# Application Sent - and the New Payment Form!



## arsenal (Aug 19, 2009)

I just love the recent additional form:

http://www.cic.gc.ca/english/pdf/kits/forms/IMM5620E.pdf

Earn airline miles whilst seeking your future in Canada!

So I added this to the (finally!) completed packet and deposited it with FedEx today for a speedy trip to Nova Scotia.

Wish me luck!


----------



## EVHB (Feb 11, 2008)

Good luck! 

We have sent our application on September 11th. Hope to hear from CIO by the end of november.


----------



## miraculousmedal (Nov 26, 2008)

arsenal said:


> I just love the recent additional form:
> 
> http://www.cic.gc.ca/english/pdf/kits/forms/IMM5620E.pdf
> 
> ...


Thanks for the share... We're all wishing you luck...


----------



## DanHoward (Oct 17, 2009)

arsenal said:


> I just love the recent additional form:
> 
> http://www.cic.gc.ca/english/pdf/kits/forms/IMM5620E.pdf
> 
> ...


Good Luck!

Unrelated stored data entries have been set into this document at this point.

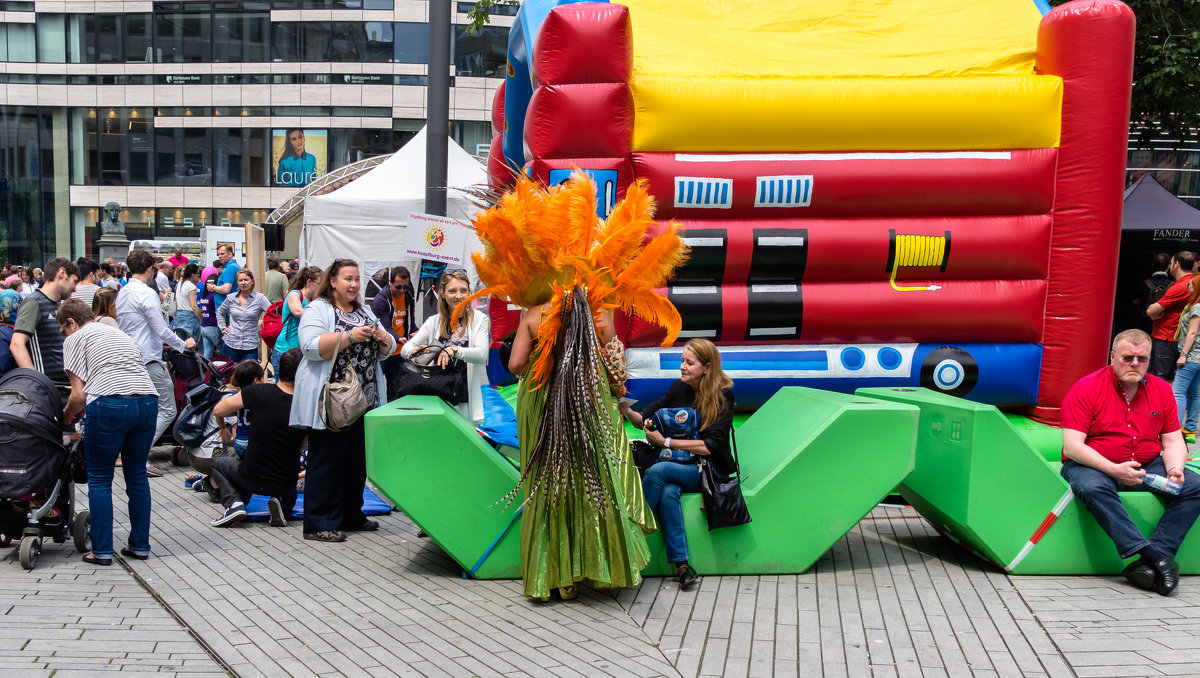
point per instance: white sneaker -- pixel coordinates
(276, 509)
(233, 515)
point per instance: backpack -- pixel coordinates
(273, 323)
(31, 451)
(1155, 291)
(195, 423)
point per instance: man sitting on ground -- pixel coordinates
(273, 456)
(1119, 425)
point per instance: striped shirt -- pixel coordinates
(243, 321)
(107, 361)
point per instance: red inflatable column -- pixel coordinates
(1090, 45)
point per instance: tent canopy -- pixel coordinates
(365, 220)
(1150, 207)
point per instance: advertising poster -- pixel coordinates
(437, 238)
(299, 156)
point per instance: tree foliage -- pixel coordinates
(479, 13)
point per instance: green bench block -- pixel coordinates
(427, 460)
(989, 480)
(814, 463)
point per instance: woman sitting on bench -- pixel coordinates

We have been Permanent Residents since August 2007 and are looking forward to September 2010 where we can take our citizenship test!!!!


----------



## samirbhoir (Oct 18, 2009)

hi friend, i m from mumbai, i m in to internet marketing field since 3 years and wish to do 
7 months Search engine marketing program in Victoria or Vancouver BC, and with that i want 
to work part time in internet marketing related job or any suitable job initially to 
support my living there, so can u suggest me that is this my decision correct, will i be 
able to support my self there if i take this 7 month course , please do reply me my friend. 

My course is in victoria school of business, victoria, BC, its fees are around 12500$ and i hope that course will definitely enhance my skills in internet marketing and there is lot of demand of internet marketing in all the countries in CANADA as well, so what i think is around 8500$ for year expenses. so i will have to arrange 21000$ for a year right na borther. if i get job there any part time it will be good so that i can save my money, if not than will my these money be sufficient for me for a year there????


----------